April 16, 2020

Weekend Dad

Written by Naseem Hrab
Illustrated by Frank Viva
Groundwood Books
36 pp.
Ages 4-7
May 2020

My dad says I have two homes now.

Though TV and movies may play up the drama involved with parental separation, Weekend Dad tells how bittersweet it may be for children who live between households. It's not the joy of double houses and playing off one parent against the other. It can be hard and it can be sad. From Naseem Hrab's poignant words to Frank Viva's affective artwork, Weekend Dad is the real story behind a separation within a family.

From Weekend Dad by Naseem Hrab, illus. by Frank Viva
The story starts on a Monday morning when "my dad moved out  of our house and into an apartment." Each day that follows the child is reminded of his dad, whether it's the colour of his hair or his tears at a hamster's death or that he hates tuna fish.

From Weekend Dad by Naseem Hrab, illus. by Frank Viva
But when Friday night comes and it's time for the weekend with his dad, a new reality begins. It's taking a bus to an apartment which is home but not home. And though he has his hedgehog stuffie Wendell, it's different and things makes him feel scared.
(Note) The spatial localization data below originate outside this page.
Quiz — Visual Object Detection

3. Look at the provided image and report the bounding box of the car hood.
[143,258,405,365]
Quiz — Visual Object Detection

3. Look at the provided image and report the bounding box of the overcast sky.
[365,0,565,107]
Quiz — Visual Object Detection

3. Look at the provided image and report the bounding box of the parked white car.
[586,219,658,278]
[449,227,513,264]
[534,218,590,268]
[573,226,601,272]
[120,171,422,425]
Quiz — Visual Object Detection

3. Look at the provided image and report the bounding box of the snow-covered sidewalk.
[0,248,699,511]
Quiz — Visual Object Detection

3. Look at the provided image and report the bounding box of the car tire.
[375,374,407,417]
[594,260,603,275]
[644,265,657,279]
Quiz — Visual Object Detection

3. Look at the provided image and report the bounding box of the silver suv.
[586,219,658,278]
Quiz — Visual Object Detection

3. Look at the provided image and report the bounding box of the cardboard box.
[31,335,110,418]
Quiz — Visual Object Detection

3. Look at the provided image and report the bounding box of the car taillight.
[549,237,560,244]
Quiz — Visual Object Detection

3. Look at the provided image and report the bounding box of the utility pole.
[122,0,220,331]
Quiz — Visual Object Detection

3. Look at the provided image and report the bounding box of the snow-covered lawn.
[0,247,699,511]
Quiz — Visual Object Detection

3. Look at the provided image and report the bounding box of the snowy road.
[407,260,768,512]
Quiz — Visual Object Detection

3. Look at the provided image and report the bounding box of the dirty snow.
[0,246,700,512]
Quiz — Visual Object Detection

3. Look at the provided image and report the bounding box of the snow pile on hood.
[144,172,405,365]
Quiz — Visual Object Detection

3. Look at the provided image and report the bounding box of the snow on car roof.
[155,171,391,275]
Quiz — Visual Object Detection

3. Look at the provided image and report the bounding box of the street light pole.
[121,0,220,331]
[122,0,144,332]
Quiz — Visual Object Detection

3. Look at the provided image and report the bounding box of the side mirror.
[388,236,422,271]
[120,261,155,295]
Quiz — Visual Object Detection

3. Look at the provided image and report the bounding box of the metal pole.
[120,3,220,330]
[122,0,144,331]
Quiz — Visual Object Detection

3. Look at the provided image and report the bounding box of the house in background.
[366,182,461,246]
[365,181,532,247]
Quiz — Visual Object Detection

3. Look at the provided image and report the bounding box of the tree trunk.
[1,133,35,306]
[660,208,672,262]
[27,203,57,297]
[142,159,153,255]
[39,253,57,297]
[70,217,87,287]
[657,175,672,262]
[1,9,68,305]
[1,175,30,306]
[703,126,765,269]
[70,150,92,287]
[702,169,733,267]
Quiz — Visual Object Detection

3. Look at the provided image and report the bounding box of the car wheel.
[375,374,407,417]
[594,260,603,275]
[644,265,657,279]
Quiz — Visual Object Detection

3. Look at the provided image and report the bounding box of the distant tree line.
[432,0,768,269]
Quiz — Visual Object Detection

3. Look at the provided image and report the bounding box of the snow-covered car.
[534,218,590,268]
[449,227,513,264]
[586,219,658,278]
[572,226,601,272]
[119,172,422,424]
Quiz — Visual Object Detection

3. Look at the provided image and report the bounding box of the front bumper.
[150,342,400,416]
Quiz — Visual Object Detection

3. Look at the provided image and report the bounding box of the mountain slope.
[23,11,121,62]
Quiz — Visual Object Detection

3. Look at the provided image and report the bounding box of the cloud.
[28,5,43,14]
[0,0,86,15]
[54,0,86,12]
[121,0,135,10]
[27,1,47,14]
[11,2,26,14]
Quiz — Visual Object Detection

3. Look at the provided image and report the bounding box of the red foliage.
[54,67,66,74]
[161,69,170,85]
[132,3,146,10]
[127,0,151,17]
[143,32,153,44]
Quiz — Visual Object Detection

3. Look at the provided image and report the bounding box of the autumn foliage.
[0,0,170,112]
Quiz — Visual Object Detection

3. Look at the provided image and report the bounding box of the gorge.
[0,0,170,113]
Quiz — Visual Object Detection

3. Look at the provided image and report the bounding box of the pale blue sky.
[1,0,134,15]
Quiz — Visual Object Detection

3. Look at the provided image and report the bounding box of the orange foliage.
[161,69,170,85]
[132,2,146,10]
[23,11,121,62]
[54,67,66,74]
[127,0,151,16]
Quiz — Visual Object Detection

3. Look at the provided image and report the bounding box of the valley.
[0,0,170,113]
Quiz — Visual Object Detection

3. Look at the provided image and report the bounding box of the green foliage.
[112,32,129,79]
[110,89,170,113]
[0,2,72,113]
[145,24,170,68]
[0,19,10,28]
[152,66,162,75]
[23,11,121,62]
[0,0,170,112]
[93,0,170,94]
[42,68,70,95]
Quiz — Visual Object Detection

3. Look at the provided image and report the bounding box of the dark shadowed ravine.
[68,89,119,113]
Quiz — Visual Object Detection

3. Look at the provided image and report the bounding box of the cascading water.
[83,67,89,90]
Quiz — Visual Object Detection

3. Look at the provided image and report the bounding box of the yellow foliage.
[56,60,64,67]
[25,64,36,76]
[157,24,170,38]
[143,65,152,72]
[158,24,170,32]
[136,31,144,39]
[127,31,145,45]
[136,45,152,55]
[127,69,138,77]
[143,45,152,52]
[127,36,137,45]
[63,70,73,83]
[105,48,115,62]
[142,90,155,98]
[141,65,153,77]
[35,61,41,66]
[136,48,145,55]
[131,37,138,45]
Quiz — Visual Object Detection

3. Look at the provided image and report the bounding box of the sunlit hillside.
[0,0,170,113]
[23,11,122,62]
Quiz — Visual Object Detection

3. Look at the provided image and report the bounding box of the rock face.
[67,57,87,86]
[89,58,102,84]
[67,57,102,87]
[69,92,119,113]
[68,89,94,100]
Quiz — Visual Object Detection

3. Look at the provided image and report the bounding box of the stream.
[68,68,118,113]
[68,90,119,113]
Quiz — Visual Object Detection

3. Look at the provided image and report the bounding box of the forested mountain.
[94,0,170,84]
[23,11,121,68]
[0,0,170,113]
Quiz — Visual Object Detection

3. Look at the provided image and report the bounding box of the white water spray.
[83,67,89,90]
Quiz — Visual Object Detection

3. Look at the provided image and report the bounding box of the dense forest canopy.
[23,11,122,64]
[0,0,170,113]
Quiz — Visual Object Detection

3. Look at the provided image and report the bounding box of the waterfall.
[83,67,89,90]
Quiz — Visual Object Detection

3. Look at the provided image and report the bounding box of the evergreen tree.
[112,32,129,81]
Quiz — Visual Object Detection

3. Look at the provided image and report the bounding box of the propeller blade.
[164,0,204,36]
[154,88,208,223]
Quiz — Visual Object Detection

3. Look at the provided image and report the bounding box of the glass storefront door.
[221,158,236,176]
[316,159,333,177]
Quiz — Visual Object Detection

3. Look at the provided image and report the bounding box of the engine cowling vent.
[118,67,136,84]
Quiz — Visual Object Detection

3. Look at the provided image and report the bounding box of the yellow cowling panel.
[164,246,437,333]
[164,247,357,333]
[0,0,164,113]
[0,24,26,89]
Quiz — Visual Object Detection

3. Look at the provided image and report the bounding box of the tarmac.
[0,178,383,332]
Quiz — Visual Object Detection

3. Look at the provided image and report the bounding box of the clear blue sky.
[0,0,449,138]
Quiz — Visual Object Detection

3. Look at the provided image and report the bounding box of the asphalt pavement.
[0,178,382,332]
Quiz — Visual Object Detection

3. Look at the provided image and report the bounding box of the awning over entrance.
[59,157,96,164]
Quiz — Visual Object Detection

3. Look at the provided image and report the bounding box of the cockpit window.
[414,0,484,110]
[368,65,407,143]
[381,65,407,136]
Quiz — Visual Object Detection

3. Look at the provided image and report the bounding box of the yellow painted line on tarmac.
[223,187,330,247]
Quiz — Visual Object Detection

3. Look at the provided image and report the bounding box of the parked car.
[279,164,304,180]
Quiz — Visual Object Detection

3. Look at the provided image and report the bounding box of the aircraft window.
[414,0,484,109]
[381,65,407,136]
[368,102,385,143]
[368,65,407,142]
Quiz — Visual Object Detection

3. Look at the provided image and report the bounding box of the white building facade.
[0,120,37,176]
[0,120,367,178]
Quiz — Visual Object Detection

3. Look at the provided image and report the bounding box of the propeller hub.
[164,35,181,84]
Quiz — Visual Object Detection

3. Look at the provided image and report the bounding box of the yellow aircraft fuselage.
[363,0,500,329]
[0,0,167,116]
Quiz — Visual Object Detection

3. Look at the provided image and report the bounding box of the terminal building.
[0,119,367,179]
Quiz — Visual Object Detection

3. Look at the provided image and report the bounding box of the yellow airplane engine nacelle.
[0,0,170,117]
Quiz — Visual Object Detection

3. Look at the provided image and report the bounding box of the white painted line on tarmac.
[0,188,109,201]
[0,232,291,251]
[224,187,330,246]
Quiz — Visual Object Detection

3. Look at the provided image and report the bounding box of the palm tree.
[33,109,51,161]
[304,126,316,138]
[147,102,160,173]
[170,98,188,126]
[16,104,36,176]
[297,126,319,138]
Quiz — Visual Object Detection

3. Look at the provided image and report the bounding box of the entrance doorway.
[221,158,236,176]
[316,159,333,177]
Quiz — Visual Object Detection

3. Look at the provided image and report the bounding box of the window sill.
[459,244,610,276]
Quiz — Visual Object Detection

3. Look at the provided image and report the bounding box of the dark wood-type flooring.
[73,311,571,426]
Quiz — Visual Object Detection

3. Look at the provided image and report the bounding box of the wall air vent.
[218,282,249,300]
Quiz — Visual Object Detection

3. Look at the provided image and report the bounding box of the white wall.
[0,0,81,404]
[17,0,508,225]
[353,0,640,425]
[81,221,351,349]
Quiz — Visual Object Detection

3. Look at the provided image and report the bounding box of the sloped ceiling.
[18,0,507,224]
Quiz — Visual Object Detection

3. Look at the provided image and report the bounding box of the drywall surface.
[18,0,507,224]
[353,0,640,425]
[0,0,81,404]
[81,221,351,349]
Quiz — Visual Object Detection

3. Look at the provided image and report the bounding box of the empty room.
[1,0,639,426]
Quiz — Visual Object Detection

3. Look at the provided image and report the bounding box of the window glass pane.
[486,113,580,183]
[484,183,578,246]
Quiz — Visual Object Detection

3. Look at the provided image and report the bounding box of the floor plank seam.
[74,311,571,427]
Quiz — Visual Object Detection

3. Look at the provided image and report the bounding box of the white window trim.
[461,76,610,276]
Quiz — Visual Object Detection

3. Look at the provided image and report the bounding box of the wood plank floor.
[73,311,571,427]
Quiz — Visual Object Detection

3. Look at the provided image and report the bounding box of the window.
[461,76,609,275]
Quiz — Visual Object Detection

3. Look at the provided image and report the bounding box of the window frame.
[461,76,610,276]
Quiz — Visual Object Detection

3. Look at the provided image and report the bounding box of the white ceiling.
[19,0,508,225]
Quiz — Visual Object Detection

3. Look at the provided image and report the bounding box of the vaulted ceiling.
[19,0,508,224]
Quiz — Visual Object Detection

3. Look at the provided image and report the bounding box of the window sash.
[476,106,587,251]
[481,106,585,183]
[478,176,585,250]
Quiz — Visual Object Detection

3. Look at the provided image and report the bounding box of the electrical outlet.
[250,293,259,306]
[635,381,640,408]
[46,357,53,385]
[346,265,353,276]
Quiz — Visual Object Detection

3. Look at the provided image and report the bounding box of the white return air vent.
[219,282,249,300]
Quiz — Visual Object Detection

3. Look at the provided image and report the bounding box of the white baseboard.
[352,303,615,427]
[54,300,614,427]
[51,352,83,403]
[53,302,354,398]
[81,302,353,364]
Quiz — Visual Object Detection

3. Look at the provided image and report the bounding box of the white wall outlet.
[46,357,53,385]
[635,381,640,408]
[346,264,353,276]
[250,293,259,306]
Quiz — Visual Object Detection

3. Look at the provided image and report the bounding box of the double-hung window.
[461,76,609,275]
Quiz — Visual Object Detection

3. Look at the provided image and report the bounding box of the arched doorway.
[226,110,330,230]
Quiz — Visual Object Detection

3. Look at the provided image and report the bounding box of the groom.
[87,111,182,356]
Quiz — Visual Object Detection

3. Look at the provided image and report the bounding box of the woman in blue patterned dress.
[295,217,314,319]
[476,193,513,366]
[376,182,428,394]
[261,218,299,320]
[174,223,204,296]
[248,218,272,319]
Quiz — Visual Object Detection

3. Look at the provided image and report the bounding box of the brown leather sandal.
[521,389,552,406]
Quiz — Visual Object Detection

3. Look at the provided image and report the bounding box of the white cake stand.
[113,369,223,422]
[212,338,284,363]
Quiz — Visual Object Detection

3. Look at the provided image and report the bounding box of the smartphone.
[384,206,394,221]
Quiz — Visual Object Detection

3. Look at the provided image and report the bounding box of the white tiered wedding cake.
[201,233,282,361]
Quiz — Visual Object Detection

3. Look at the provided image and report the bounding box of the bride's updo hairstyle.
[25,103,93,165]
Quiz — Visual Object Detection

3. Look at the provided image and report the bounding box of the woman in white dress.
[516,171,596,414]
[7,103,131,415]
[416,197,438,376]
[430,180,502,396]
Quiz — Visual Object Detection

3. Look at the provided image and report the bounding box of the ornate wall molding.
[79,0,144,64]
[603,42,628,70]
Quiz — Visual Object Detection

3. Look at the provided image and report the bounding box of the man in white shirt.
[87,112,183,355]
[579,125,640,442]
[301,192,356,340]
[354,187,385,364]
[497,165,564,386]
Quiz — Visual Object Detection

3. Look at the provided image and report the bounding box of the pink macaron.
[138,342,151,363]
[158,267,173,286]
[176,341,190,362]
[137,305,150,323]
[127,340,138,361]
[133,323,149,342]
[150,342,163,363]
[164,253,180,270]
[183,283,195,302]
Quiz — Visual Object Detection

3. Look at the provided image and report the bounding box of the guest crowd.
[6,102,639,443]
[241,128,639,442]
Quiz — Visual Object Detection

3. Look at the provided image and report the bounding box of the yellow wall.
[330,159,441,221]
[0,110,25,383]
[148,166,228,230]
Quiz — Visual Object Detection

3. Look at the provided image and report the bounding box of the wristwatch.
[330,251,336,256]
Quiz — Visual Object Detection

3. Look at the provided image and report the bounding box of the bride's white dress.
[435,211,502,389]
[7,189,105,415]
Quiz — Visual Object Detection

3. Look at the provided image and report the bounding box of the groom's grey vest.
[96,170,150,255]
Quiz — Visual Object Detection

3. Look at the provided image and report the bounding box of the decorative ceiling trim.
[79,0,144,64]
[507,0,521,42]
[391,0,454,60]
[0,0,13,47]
From Weekend Dad by Naseem Hrab, illus. by Frank Viva
Their Saturday is filled with new routines from eating eggs for breakfast, playing cards and going to the park, all repeated Sunday. But when it's time to leave, the child is mindful of each parent being alone without him. Still this child must reconcile that his father will not be coming in when dropping him off and to that end, Dad hands him a touching letter about how much he loves him and is always with him.
...you will hear your dad's heart beat, and with each beat, you will hear the words: "You are loved." No instrument can pick this tiny pulse up except for your own heart and imagination.
This is a story of reality but with heart. Mom and Dad aren't going to find their way back to each other. (And Naseem Hrab makes sure not to place blame on either parent or make the story about their relationship. This is all about the child.) Dad's apartment is rather sparse but he's working to make it more for his son.  Naseem Hrab's text from the child's perspective is similarly stark as the situation probably is for any child experiencing a separation within the family. It is what it is. The boy doesn't overthink but he does take it for what it is right now: complex, confusing, and harsh. The only relief is in the dad's words, words that he undoubtedly took time to compose, and which touch with their affection and concern.
From Weekend Dad by Naseem Hrab, illus. by Frank Viva
Between the muted tones of olive drab, rose brown, grey and yellow and the ever-present scribbles of cloud and smoke, Frank Viva's artwork does not divert from Naseem Hrab's text. The upheaval and the austerity of the circumstances are reflected in Frank Viva's ink and digitally coloured illustrations. With few colours and an economy of shape, Frank Viva conveys what this child sees and feels, and it is bleak. But things will change, and Naseem Hrab's final words, having father and son heading off to buy a bed, and Frank Viva's last double spread, a little brighter in colour and alive with activity, indicate things are going to be okay.